In silico simulation study: A comparison of two population pharmacokinetic models of tamoxifen and its major metabolite endoxifen
Lena Klopp-Schulze (1), Markus Joerger (2), Zinnia Parra-Guillen (1), Charlotte Kloft (1)
(1) Dept. of Clinical Pharmacy and Biochemistry, Institute of Pharmacy, Freie Universitaet Berlin, Germany, (2) Medical Oncology and Clinical Pharmacology, Dept. of Internal Medicine, Cantonal Hospital St. Gallen, Switzerland
Objectives: A high variability in the pharmacokinetics (PK) of tamoxifen and its metabolite endoxifen in estrogen receptor-positive breast cancer patients has been associated with differences in clinical efficacy and treatment-related toxicity. Therefore, optimising tamoxifen therapy by a personalised approach has been proposed [1]. The aim of this study was to compare the characteristics of two recently published PK models of tamoxifen and endoxifen and its ability to reflect observed data [3].
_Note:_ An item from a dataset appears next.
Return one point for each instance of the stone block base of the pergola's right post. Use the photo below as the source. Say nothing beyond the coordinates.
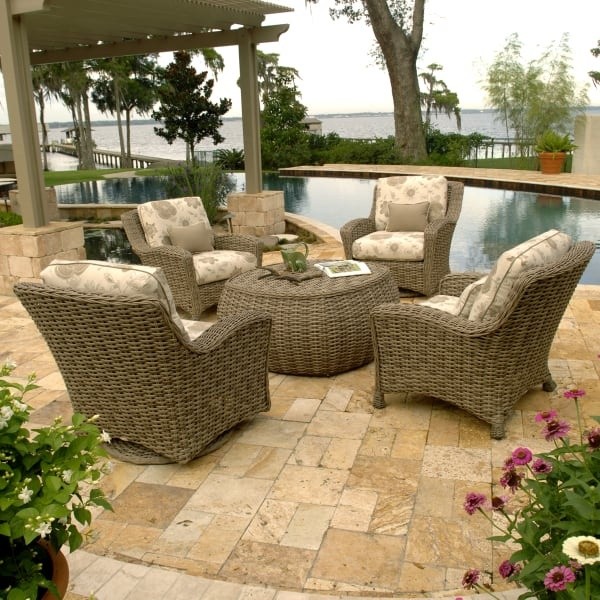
(258, 214)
Methods: Concentration-time profiles of tamoxifen and endoxifen were simulated in Berkeley Madonna using the published PK models “Ter Heine model” [1] and “Dahmane model” [2]. Deterministic and stochastic simulations (each N=1000) of 20 mg QD p.o. tamoxifen for 6 month were performed using typical population PK estimates and clinically relevant covariates (CYP2D6, CYP3A4/5) on PK. The results were compared to steady-state concentrations reported in [3] and to a proposed threshold concentration associated with therapeutic success (CEndoxifen of 5.97 ng/mL) [4]. The percentage of virtual patients with endoxifen steady-state plasma concentrations above the therapeutic threshold was calculated for each population.
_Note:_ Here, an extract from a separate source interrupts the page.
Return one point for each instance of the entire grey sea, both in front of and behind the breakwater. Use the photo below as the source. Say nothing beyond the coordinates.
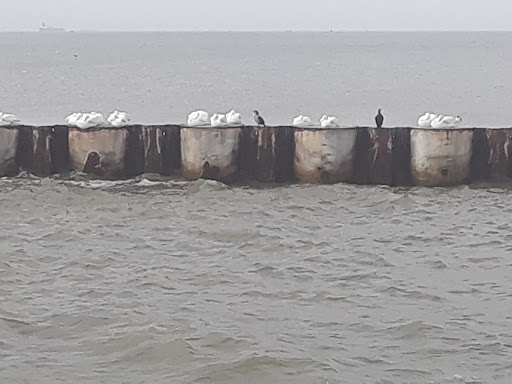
(166, 281)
Results: The two evaluated models used different approaches to describe drug-metabolite concentrations. While Ter Heine et al. implemented a hypothetical liver compartment to describe the formation of endoxifen, Dahmane included two additional metabolite compartments accounting for two routes of endoxifen formation. When comparing the simulations of the virtual populations using typical covariates, the Dahmane model showed considerably higher steady-state concentrations of tamoxifen and endoxifen compared to the Ter Heine model. Hence, the probability of target attainment, i.e. as percentage of patients above the proposed threshold, was higher for the simulated typical patient profiles using the Dahmane model compared to the Ter Heine model. Additionally, the Dahmane model described the observed data better.
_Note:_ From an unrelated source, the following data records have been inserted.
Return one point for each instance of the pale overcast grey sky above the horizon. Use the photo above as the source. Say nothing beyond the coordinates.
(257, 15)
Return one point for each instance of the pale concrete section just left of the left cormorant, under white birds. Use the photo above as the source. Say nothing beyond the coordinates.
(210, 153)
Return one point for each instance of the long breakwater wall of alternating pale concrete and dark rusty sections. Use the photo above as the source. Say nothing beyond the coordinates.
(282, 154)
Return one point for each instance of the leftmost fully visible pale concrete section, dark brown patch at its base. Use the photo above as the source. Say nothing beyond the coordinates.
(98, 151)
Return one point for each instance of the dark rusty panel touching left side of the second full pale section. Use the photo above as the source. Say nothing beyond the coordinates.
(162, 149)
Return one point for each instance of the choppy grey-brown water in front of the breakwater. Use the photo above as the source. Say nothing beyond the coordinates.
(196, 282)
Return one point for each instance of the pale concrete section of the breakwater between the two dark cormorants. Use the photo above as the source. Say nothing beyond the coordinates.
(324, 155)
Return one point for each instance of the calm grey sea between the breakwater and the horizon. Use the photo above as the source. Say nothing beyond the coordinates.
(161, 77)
Conclusion: This simulation study of tamoxifen and endoxifen displayed substantial differences between the investigated PK models. Also for anticipated exposure-response, as indicated by the proposed threshold concentration, the two population PK models resulted in a profoundly different probability of target attainment. External validation with respect to the predictiveness of the PK models is currently ongoing and will eventually contribute to a more comprehensive understanding of the PK of tamoxifen and endoxifen.
References:
[1] Ter Heine R et al. Population pharmacokinetic modelling to assess the impact of
CYP2D6 and CYP3A metabolic phenotypes on the pharmacokinetics of tamoxifen and endoxifen. Brit J Clin Pharmacol (2014) 78(3): 572–86.
[2] Dahmane EBA. Tamoxifen pharmacokinetics and pharmacogenetics in endocrine sensitive breast cancer patients. Thèse de doctorat: Univ. Genève (2013) no. Sc. 4617.
[3] Mürdter TE et al. Activity levels of tamoxifen metabolites at the estrogen receptor and the impact of genetic polymorphisms of phase I and II enzymes on their concentration levels in plasma. Clin Pharmacol Ther (2011) 89(5): 708–17.
[4] Madlensky L et al. Tamoxifen metabolite concentrations, CYP2D6 genotype, and breast cancer outcomes. Clin Pharmacol Ther (2011) 89(5): 718–25.